The network is getting angry over the strike affecting Johnny's Bananas. Drama (Kevin Dillon) starts worrying when his accounts are frozen, and Yagoda (William Fichtner) threatens to ruin his career if he does not stop the strike. He forcefully declines the demands, although he is relieved when he and Andrew Dice Clay are given their desired salaries to return to work immediately. Ari confronts Melissa at his house, annoyed that she is cooking with Bobby Flay. He tells her that he never hid his true nature from her, expressing that Melissa is the one who hid her true nature. While conversing with Melinda, Eric is approached by Johnny Galecki, who makes a crude remark over spending time with Sloan. Angry, Eric tells Scott (Scott Caan) to drop Galecki as a client.

==Production==
===Development===
The episode was written by series creator Doug Ellin and main cast member Jerry Ferrara, and directed by David Nutter. This was Ellin's 61st writing credit, Ferrara's second writing credit, and Nutter's ninth directing credit.

==Reception==
===Viewers===
In its original American broadcast, "The Big Bang" was seen by an estimated 2.16 million household viewers with a 1.3 in the 18–49 demographics. This means that 1.3 percent of all households with televisions watched the episode. This was a 15% decrease in viewership with the previous episode, which was watched by an estimated 2.53 million household viewers with a 1.5 in the 18–49 demographics.

===Critical reviews===
"The Big Bang" received mixed reviews from critics.
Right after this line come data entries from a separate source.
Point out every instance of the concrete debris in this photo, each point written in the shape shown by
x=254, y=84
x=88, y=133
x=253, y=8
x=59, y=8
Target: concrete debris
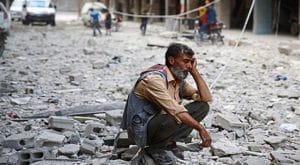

Steve Heisler of The A.V. Club gave the episode a "C+" grade and wrote, "A few things get resolved in 'The Big Bang', but it's becoming clear that the show doesn't want to bite off more than it can chew. The plotlines left open are the ones that the show's been building towards during its entire run, and the ones that close are the ones recently opened."
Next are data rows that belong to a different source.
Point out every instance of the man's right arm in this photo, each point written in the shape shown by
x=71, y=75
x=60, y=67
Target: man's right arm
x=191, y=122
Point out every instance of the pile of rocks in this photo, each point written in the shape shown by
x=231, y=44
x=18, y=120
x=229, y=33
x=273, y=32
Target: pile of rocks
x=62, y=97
Nate Rawlings of TIME wrote, "Entourages writers are trying something difficult in the few weeks before the series ends — giving Vincent Chase, the womanizing, patronizing movie star, actual character development. They're trying to have Vince grow up and see the sadness in his years of chasing women, but they're doing it by having him chase a woman. Strange, I know." Hollywood.com wrote, "Entourage plodded along this episode, wrapping up a few major conflicts, proving that nothing Vince does is really of consequence, dispelling more drama with Sloane and making us actually feel sorry for Ari, which I didn't think was possible."
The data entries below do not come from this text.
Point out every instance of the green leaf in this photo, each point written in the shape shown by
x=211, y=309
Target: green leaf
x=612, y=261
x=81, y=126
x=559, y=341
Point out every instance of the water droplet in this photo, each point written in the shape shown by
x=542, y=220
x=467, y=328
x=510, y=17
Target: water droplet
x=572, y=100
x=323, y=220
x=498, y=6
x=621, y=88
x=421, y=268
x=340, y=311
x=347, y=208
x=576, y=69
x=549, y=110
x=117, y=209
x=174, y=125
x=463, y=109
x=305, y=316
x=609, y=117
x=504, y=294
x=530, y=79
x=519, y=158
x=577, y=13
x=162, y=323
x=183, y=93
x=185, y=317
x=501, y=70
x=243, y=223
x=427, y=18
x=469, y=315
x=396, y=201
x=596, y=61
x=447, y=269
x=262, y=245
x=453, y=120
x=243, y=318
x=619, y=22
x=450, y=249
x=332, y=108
Ben Lee of Digital Spy wrote, "Melinda Clarke is still awesome. To Eric: "I can't believe I didn't f**k you good enough to make you forget about her."" Renata Sellitti of TV Fanatic gave the episode a 4 star rating out of 5 and wrote, "Looks like there's trouble brewing for Vincent "Don't Hate Me Because I'm Beautiful" Chase. Nah, not really. He's just unhappy because the Vanity Fair story was completed and apparently Sophia struck a nerve. I mean, all she did was tell the world he's as deep as a puddle - correction: an insecure, womanizing puddle - and he freaks out. What's wrong with that? I'll tell you what's wrong with that, Sophia. Nobody messes with our Vince."